Untuk kasus yang kedua, tidak berhak dipakai untuk melunasi sisa hutangnya.Sisa harga penjualan itu harus dimasukkan dan merupakan bagian dari harta pailit yang merupakan hak dari para kreditur konkuren. Untuk sisa piutangnya sebesar Rp. 1.000.000.000 (satu miliar rupiah) pada kasus pertama, yaitu setelah dikurangi pelunasan sebesar Rp. 500.000.000 (lima ratus juta rupiah), menjadi piutang yang belum lunas, kreditur tadi berkedudukan sebgai kreditur konkuren yang harus berbagi secara pari passu atau secara proposional dengan semua kreditur konkuren lainnya sesuai dengan perbandingan besarnya piutang masing-masing kreditur konkuren tersebut.

Berdasarkan penjelasan tersebut, berarti di dalam kasus pertama dan di dalam kasus kedua itu kreditur tersebut berkedudukan sebagai kreditur preferen hanya sampai sebesar nilai hak tanggungan saja, yaitu sampai nilai Rp. 500.000.000 (lima ratus juta rupiah ).
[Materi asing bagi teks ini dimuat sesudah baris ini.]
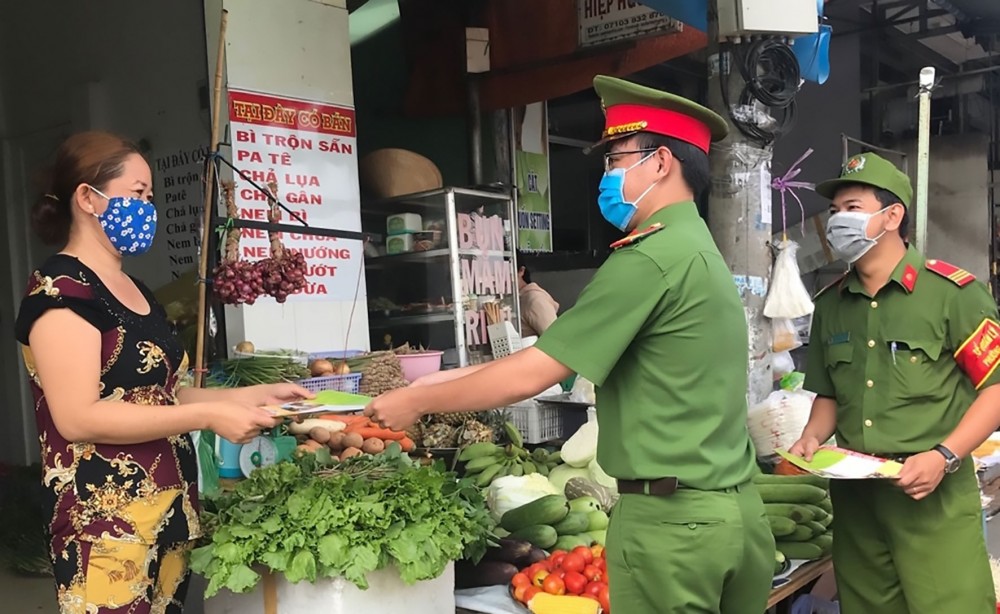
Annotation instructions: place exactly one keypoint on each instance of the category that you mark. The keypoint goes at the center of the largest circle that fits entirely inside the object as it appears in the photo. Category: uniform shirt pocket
(839, 357)
(916, 370)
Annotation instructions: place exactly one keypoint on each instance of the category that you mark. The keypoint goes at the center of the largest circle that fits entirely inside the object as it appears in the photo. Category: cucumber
(549, 510)
(540, 535)
(810, 479)
(573, 524)
(792, 511)
(802, 533)
(818, 512)
(824, 541)
(815, 527)
(791, 493)
(568, 542)
(800, 550)
(781, 526)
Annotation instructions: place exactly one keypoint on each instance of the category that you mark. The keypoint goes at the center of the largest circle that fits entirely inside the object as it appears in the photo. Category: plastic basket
(342, 383)
(537, 423)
Sedangkan untuk nilai piutangnya di atas nilai hak tanggungan itu, yaitu untuk nilai piutang sebesar Rp. 1.000.000.000 (satu miliar rupiah), kreditur berkedudukan sebgai kreditur konkuren.

Pada kasus ketiga, kreditur berhak mengambil seluruh hasil penjualan jaminan itu.Sedangkan sisa piutangnya yang belum lunas, yaitu sebesar Rp. 1.300.000.000 (satu miliar tiga ratus juta rupiah), ditagih dari hasil likuidasi harta

pailit sebagai kreditur konkuren lainnya menurut perbandingan besarnya piutang masing-masing kreditur konkuren.